Tatu and Patu, who have come to Helsinki from Outola, that is, from somewhere outside Ring Road 3, admire their cousin Jori who lives in Helsinki, a tram driver who is hypercyber traffic man who can fly and can lift a tram off the ground with just one hand. In the future, the side of Jori’s life is also revealed that he, like many other city dwellers, suffers from loneliness.
Otherwise, there were hardly any backwaters in Tatu and Patu. The events on the stage progressed with tremendous energy, so to speak, with the throttle down from start to finish. Rannila’s direction and Marjo Kuusela’s choreography created an ensemble with attraction to music composed by Kari Mäkiranta. The lyrics of the songs in the performance were funny and catchy.

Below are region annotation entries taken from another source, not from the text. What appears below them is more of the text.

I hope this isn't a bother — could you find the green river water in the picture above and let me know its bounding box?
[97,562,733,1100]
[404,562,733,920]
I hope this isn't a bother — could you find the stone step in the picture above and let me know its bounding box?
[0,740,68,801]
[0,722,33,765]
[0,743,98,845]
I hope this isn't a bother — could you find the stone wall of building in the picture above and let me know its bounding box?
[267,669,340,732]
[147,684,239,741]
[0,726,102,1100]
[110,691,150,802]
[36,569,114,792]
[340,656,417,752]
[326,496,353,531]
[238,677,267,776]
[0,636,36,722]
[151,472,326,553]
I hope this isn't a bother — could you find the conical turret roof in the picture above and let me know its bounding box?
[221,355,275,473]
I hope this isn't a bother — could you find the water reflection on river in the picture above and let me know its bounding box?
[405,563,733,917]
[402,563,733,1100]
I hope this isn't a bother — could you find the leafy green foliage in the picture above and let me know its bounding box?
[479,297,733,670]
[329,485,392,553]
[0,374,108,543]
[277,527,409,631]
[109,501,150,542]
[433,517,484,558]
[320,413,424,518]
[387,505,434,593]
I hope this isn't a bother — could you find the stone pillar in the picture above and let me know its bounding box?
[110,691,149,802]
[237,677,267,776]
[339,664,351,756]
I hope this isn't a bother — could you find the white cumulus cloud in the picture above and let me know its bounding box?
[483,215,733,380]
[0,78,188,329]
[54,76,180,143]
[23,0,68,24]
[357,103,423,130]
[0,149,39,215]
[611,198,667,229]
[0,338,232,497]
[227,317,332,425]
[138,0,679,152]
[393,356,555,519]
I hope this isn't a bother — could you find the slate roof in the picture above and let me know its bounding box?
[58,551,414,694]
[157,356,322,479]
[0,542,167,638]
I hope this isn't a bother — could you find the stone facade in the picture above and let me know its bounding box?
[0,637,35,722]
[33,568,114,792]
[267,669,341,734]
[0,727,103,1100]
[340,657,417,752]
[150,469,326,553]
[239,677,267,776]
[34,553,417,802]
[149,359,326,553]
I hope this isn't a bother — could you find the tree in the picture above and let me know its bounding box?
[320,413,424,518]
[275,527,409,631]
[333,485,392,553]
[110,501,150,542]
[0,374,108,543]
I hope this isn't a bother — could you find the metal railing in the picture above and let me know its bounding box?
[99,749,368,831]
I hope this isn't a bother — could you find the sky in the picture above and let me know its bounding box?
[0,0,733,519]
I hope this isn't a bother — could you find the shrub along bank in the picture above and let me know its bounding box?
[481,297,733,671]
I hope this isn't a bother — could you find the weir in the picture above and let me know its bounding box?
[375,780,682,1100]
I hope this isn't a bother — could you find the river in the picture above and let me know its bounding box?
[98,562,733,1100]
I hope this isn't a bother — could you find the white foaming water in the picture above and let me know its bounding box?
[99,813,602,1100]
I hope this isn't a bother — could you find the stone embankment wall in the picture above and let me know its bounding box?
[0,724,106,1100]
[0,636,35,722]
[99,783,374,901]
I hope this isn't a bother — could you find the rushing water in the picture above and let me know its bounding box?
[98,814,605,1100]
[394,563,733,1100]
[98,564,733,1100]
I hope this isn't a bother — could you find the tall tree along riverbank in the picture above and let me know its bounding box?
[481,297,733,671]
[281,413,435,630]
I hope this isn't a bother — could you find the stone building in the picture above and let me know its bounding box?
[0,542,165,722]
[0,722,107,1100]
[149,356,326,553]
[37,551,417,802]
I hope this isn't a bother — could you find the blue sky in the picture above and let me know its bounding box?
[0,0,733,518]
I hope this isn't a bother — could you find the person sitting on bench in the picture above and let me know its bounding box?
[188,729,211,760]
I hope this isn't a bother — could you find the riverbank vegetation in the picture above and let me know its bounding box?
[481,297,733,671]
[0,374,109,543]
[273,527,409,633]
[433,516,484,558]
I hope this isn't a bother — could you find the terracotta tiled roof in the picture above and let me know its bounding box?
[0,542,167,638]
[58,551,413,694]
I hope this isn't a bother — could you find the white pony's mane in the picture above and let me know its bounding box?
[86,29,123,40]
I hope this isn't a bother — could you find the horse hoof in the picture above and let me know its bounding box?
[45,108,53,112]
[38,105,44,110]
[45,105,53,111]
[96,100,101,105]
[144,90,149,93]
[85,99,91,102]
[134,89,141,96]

The funny movement language of Kuusela’s choreography and Elina Kolehmainen’s imaginative costumes worked together. Images of the statue dance of Helsinki’s most famous sculptures still make me laugh.
It says something about the quality of the performance how, at least this time, the audience of several hundred children who filled the auditorium of the big stage was drawn into the performance. Not once were there any voices from the stands indicating restlessness or boredom. The emotional state that took over the auditorium is also well illustrated by the immediacy with which we all got involved in the tram dance led by Pattu (Paavo Kääriäinen).
Making musical theatre is probably the toughest challenge an ensemble can take on. This aspect is easily overlooked by the viewer, because a successful production draws the viewer in with its hairy days. You can throw yourself into the performance with just emotion, and that’s how it should be.
For an actor, theatre, where the character of a cartoon-like character must be created through physical representation alone, creating a role can and is a difficult task. There is a video from the Helsinki City Theatre on YouTube, in which Kääriäinen opens up his thoughts on the roles of Tatu and Patu. In the same video, Rannila, who has also gained fame as a director of children’s theatre, tells what the play is about from her point of view.
Due to the coronavirus epidemic, the premiere of Tatu and Patu was postponed and postponed. The production schedule has dragged on and banged, which has certainly not reduced the difficulty factor of production. In that sense, Tatu and Patu in Helsinki is also very much a masterpiece by producer Marinella Jaskari, head of the stage department Olli Koskelo and set manager Sampsa Laiho.
After the performance, my seven-year-old children’s theatre experience expert did not burst into quite the same kind of high-pitched song full of adjectives as I did. However, he was obviously satisfied with what he had seen and experienced. This is still being talked about at home.
The programme is a great job. It presents the key actors of the play in a nice way. The child viewers of the performance will enjoy the programme even after the performance. While browsing through it, it is nice to recall this theatrical experience.
On Tuesday evening, in addition to the children, there were a lot of us grey-headed or “front-haired” grandfathers and grandmothers in the auditorium. Tatu ja Patu is also a hit in terms of the Helsinki City Theatre’s repertoire profile in that it gathers both the theatre’s current major consumers and the future prospects who will hopefully grow into new theatre heavy users through their experiences.